Chen Fahai, Fang Jianmin
CEO Office, RemeGen Co. Ltd., Yantai, China.
School of Life Science and Technology, Tongji University, Shanghai, China.
Front Oncol. 2022 Mar 4;12:824166. doi: 10.3389/fonc.2022.824166. eCollection 2022.
This study aimed to investigate the tumor-related infiltrating lymphocytes (TILs) affecting the response of trastuzumab and identify potential biomarkers based on immune-related genes to improve prognosis and clinical outcomes of targeted therapies in breast cancer.
Estimation of stromal and immune cells in malignant tumors using expression data (ESTIMATE) was adopted to infer the fraction of stromal and immune cells through utilizing gene expression signatures in breast tumor samples. Cell-type identification by estimating relative subsets of RNA transcript (CIBERSORT) algorithm was applied to characterize cell composition of 22 lymphocytes from breast cancer tissues using their gene expression profiles. Immune-related genes were collected from the Immunology Database and Analysis (ImmPort). Univariate and multivariate Cox regression analyses were performed to identify the significant independent risk factors associated with poor overall survival (OS) and breast cancer-specific survival (BCSS) of breast cancer patients. Hub genes were identified based on the protein-protein interaction (PPI) network analysis.
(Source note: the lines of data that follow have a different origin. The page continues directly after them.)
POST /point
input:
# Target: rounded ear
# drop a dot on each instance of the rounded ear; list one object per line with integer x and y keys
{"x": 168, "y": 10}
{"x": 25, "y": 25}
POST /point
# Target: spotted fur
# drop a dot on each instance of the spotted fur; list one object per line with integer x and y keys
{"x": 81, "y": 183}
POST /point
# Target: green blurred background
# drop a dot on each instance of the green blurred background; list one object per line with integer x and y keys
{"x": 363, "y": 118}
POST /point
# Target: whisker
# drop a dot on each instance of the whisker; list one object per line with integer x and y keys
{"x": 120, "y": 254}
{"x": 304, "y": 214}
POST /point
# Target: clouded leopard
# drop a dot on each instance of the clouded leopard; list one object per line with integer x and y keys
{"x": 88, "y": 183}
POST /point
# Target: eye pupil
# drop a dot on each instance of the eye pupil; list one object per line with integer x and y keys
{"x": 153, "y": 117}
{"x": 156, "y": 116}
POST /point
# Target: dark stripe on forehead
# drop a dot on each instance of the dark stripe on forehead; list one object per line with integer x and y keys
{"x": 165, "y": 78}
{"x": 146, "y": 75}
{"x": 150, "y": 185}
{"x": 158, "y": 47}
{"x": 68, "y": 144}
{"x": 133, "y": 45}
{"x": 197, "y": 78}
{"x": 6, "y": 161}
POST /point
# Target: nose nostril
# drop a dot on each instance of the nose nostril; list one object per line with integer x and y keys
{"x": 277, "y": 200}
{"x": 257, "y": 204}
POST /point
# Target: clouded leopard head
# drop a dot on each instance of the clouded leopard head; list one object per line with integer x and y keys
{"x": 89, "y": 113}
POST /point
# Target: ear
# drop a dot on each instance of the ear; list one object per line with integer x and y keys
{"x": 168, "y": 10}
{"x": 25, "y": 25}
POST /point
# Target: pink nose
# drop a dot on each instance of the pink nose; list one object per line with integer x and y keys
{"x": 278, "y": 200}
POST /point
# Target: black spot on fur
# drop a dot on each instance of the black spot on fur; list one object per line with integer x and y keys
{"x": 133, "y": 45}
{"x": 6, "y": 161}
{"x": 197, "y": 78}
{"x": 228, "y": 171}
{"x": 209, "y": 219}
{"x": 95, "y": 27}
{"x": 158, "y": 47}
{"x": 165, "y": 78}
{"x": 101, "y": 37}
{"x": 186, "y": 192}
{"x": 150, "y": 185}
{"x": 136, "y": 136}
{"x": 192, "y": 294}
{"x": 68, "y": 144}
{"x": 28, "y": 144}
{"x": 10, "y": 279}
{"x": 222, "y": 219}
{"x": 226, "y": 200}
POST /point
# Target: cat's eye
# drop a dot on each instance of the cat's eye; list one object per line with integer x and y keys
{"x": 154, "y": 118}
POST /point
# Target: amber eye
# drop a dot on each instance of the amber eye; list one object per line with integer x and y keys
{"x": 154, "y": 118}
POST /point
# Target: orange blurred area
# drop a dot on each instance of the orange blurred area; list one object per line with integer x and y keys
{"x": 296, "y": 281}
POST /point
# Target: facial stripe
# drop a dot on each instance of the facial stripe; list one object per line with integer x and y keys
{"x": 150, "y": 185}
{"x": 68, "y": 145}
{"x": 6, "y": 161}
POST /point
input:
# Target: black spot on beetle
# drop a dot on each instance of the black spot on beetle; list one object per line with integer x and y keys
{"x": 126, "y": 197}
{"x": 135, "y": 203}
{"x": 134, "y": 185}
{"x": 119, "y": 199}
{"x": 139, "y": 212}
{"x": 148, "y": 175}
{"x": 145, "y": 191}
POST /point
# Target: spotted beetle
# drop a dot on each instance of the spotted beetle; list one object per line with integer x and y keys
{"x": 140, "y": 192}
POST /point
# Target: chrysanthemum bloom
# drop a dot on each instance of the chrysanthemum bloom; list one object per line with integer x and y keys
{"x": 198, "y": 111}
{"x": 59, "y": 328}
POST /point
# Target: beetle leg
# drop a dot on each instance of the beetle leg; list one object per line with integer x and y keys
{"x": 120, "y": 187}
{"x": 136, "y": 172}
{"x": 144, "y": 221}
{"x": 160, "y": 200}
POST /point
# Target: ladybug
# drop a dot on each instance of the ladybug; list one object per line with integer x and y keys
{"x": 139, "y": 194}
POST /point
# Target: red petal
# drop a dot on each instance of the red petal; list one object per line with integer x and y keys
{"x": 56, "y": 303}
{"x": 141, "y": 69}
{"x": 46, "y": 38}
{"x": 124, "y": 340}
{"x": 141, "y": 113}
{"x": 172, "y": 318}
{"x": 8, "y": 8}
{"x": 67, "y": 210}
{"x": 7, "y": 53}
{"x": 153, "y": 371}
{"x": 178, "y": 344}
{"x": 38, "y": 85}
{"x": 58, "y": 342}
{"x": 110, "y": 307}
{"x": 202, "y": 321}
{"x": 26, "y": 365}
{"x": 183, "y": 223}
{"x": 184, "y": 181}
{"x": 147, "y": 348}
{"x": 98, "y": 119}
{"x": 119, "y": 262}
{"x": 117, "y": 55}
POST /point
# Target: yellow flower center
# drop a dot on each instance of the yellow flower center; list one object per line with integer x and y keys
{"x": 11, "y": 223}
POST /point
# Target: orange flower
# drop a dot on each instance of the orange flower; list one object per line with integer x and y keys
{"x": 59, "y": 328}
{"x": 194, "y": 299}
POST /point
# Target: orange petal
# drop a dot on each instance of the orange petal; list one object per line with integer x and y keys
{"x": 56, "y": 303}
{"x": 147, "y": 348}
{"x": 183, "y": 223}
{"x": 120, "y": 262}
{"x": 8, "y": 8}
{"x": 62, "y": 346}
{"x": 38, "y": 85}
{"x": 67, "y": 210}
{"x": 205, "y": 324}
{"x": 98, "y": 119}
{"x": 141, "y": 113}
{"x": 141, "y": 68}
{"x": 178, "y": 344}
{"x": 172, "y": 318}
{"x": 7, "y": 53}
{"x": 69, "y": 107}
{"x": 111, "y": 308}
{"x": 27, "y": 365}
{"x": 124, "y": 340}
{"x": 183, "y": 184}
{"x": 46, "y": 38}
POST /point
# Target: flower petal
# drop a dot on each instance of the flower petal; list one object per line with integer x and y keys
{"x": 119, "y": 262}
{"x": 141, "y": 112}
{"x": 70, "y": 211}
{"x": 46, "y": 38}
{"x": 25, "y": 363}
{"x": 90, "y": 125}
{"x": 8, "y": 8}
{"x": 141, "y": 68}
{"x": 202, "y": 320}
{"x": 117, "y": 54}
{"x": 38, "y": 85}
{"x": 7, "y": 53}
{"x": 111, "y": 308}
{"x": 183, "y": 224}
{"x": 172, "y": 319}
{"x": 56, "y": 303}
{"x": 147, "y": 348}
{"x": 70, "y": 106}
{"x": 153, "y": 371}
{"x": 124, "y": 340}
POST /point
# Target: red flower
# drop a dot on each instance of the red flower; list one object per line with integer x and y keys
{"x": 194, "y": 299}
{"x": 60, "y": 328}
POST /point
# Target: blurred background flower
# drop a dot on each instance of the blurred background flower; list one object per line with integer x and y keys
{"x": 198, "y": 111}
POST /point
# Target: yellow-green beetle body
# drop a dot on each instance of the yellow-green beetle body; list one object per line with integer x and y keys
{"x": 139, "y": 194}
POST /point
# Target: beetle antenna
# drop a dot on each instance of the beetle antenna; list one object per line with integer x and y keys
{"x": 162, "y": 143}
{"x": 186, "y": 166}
Based on the ESTIMATE algorithm, a significant reduction of stromal scores was observed in tumor tissues and pretreated tumor tissues compared with nontumor and posttreated tumor tissues, respectively, while immune scores failed to present notably statistical differences between both groups. However, from the results of the univariate Cox regression analysis, the immune score was identified to be remarkably associated with the poor OS for breast cancer patients. Subsequently, the infiltrating lymphocytes were evaluated in tumor tissues based on the CIBERSORT algorithm. Furthermore, significance analysis identified 1,244 differentially expressed genes (DEGs) from the GSE114082 dataset, and then 91 overlapping immune-related DEGs were screened between GSE114082 and ImmPort datasets. Subsequently, 10 top hub genes were identified and five (IGF1, ADIPOQ, PPARG, LEP, and NR3C1) significantly correlated with worse OS and BCSS on response to trastuzumab in breast cancer patients.
This study provided an insight into the immune score based on the tumor-related infiltrating lymphocytes in breast cancer tissues and demonstrates the benefits of immune infiltration on the treatment of trastuzumab. Meanwhile, the study established a novel five immune-related gene signature to predict the OS and BCSS of breast cancer treated by trastuzumab.
本研究旨在调查影响曲妥珠单抗反应的肿瘤相关浸润淋巴细胞(TILs),并基于免疫相关基因鉴定潜在生物标志物,以改善乳腺癌靶向治疗的预后和临床结果。
采用基于表达数据的恶性肿瘤基质和免疫细胞估计(ESTIMATE)方法,通过利用乳腺肿瘤样本中的基因表达特征来推断基质和免疫细胞的比例。应用通过估计RNA转录本相对亚群进行细胞类型鉴定(CIBERSORT)算法,利用乳腺癌组织中22种淋巴细胞的基因表达谱来表征其细胞组成。从免疫学数据库和分析(ImmPort)收集免疫相关基因。进行单变量和多变量Cox回归分析,以确定与乳腺癌患者总生存期(OS)和乳腺癌特异性生存期(BCSS)差相关的显著独立危险因素。基于蛋白质-蛋白质相互作用(PPI)网络分析确定枢纽基因。
基于ESTIMATE算法,与非肿瘤组织和治疗后肿瘤组织相比,肿瘤组织和预处理肿瘤组织中的基质评分分别显著降低,而两组之间的免疫评分未呈现明显统计学差异。然而,从单变量Cox回归分析结果来看,免疫评分被确定与乳腺癌患者的不良OS显著相关。随后,基于CIBERSORT算法评估肿瘤组织中的浸润淋巴细胞。此外,显著性分析从GSE114082数据集中鉴定出1244个差异表达基因(DEG),然后在GSE114082和ImmPort数据集之间筛选出91个重叠的免疫相关DEG。随后,确定了10个顶级枢纽基因,其中5个(IGF1、ADIPOQ、PPARG、LEP和NR3C1)与乳腺癌患者曲妥珠单抗反应的较差OS和BCSS显著相关。
本研究深入了解了基于乳腺癌组织中肿瘤相关浸润淋巴细胞的免疫评分,并证明了免疫浸润对曲妥珠单抗治疗的益处。同时,该研究建立了一种新的五个免疫相关基因特征,以预测曲妥珠单抗治疗的乳腺癌的OS和BCSS。